Currently I have the high end of the range set to 10^15 trillion 2020US$, which is 10^13 times as large as the economy is today. Metaculus currently gives 20% credence to the economy being larger than that in 2200. (My forecast is more pessimistic.)
For reference, if we turned the entire mass of the Earth into human brains, there would be about 5*10^14 times more human brains than there are human brains today. (I’m using this as a reference for a large economy. My assumption is that a solar-system-size economy that produces as much value as that many brains is quite efficient, though not necessarily at or near the limit of what’s physically possible.)
Additionally note that 50 years of near-speed-of-light galaxy colonization we’ll be able to reach an additional 1,000 stars and with 150 years of that we’ll be able to reach 7,594 stars (I think WolframAlpha undercounts the number of stars that actually exist, but not by an order of magnitude until you get out to further distances). So that means the economy could potentially be ~3-4 orders of magnitude larger by 2200 than the largest economy our solar system can support.
(Note: I’ve asked a moderator on Metaculus to adjust the high end of the range up from 10^15 to 10^30 trillion 2020$ so that we can capture the high end of peoples’ estimates for how large the economy can get.)
(Note that at 30% annual economy growth (the threshold for what Open Phil calls explosive economic growth), the economy can reach 10^15 trillion USD in a mere 115 years starting at the economy’s current size. Again, Metaculus gives a 20% chance that this size economy or greater will exist in 2200. Metaculus gives a 30% chance that the economy will be greater than 10^15 trillion USD in 2200. From this I’d speculate that Metaculus would give roughly 10% to >10^20, and roughly 5% to >10^25. Hopefully we’ll be able to see this exactly more precisely once the high end of the range is increased to 10^30.)
(Final note: Only about a dozen unique people have made forecasts on the 2200 GWP Metaculus question so far, so the forecasts are likely very speculative and could probably be improved a lot with more research.)
(UPDATE: Changing ranges on Metaculus questions after forecasts have been made apparently isn’t possible, so instead I’ve created a second version of the question with a range going up to 10^29 trillion 2020 US$ (it should be approved by moderators and visible within a couple days).

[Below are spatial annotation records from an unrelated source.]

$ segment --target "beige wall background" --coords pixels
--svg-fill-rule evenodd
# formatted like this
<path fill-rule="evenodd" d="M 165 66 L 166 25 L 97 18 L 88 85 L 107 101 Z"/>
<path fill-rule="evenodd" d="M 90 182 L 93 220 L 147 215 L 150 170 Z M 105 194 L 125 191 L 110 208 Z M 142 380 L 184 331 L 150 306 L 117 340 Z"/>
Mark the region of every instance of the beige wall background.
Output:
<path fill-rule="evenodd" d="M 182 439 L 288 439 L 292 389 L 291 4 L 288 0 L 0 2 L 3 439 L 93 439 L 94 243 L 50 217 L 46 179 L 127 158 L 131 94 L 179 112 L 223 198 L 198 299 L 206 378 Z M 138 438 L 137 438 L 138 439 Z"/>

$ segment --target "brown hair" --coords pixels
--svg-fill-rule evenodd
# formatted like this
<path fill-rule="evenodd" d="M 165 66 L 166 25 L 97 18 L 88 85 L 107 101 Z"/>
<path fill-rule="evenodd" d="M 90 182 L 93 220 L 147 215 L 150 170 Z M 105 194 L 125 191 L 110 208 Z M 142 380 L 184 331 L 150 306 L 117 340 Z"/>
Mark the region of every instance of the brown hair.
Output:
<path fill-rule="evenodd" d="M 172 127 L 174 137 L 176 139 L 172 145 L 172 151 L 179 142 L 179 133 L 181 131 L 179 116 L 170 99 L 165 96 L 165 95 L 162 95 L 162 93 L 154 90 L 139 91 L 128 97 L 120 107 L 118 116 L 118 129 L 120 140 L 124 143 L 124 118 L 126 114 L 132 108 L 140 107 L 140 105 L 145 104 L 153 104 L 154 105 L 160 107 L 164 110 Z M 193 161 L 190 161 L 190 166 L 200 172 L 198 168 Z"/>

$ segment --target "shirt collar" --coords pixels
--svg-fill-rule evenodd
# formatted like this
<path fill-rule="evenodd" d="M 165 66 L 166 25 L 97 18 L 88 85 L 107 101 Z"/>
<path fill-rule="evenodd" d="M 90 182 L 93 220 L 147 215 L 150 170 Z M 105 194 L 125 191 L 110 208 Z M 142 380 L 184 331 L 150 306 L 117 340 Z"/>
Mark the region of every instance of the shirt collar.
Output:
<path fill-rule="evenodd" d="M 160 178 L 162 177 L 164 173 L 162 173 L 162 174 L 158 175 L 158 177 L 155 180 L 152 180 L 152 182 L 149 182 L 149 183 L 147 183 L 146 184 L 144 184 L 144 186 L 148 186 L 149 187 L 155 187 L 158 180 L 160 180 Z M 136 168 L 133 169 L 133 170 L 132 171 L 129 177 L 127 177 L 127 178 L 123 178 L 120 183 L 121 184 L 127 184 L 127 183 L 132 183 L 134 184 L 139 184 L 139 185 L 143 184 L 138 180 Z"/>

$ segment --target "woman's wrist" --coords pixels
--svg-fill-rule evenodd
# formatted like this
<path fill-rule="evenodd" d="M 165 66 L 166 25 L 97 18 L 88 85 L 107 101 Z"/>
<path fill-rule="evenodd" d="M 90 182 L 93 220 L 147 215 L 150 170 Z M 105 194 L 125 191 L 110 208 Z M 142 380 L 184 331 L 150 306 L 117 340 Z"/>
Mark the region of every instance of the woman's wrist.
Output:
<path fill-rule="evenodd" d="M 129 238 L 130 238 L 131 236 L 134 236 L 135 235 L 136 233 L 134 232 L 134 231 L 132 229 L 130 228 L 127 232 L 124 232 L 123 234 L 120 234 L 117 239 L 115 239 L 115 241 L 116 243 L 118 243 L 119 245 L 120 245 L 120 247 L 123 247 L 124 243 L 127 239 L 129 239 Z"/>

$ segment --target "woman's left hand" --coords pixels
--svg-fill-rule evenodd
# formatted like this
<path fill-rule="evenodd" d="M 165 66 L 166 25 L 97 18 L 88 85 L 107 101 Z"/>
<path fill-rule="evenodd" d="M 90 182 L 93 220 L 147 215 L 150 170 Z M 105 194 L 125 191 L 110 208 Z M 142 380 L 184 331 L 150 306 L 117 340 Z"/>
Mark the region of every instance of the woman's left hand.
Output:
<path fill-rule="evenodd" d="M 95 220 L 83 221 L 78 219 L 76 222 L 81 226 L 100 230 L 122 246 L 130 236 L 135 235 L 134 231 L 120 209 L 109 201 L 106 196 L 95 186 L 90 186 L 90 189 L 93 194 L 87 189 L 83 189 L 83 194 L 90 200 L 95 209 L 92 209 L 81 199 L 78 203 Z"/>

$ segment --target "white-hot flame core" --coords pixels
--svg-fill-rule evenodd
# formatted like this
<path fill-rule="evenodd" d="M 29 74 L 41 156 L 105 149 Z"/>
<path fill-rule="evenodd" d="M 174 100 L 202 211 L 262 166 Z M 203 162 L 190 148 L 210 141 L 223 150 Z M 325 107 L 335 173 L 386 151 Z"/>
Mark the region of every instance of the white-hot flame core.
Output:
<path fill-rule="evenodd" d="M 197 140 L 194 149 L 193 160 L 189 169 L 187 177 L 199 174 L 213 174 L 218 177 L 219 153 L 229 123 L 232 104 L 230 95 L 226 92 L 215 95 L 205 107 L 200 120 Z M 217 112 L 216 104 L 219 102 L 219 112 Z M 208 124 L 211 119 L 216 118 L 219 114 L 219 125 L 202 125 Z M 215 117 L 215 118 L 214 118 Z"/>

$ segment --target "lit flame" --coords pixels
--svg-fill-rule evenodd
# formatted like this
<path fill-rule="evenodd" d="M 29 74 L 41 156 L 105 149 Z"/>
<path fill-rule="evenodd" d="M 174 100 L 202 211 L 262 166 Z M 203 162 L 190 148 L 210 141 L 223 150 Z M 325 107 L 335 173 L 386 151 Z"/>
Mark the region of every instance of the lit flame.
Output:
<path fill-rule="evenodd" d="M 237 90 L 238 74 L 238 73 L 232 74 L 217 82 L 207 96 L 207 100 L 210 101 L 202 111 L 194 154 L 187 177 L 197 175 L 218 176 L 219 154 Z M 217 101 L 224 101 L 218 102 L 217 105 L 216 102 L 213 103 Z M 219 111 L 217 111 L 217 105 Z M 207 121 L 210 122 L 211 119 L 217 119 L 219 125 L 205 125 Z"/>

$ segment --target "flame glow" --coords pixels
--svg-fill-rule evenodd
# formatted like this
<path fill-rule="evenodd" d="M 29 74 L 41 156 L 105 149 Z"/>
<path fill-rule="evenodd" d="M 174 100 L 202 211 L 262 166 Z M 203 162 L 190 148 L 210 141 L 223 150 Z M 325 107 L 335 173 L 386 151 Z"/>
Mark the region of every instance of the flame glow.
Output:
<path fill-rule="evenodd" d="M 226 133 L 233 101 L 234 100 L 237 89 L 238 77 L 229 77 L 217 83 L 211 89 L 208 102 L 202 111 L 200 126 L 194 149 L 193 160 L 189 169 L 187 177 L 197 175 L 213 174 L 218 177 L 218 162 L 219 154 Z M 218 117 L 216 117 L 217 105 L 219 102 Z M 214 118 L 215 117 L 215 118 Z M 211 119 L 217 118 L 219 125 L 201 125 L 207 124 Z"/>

Hopefully this is high enough to capture >98% of Metaculus’ probability mass.)
Thanks for all the thoughts on this point! I don’t think the comparison to currency is fair (the size of today’s economy is a real quantity, not a nominal one), but I agree with William Kiely that the “several economies per atom” point is best understood as an intuition pump rather than an airtight argument. I’m going to put a little thought into whether there might be other ways of communicating how astronomically huge some of these numbers are, and how odd it would be to expect 2% annual growth to take us there and beyond.
One thought: it is possible that there’s some hypothetical virtual world (or other configuration of atoms) with astronomical value compared to today’s economy. But if so, getting to that probably involves some sort of extreme control and understanding of our environments, such as what might be possible with digital people. And I’d expect the path to such a thing to look more like “At some point we figure out how to essentially escape physical constraints and design an optimal state [e.g., via digital people], causing a spike (not necessarily instantaneous, but quite quick) in the size of the economy” than like “We get from here to there at 2% growth per year.”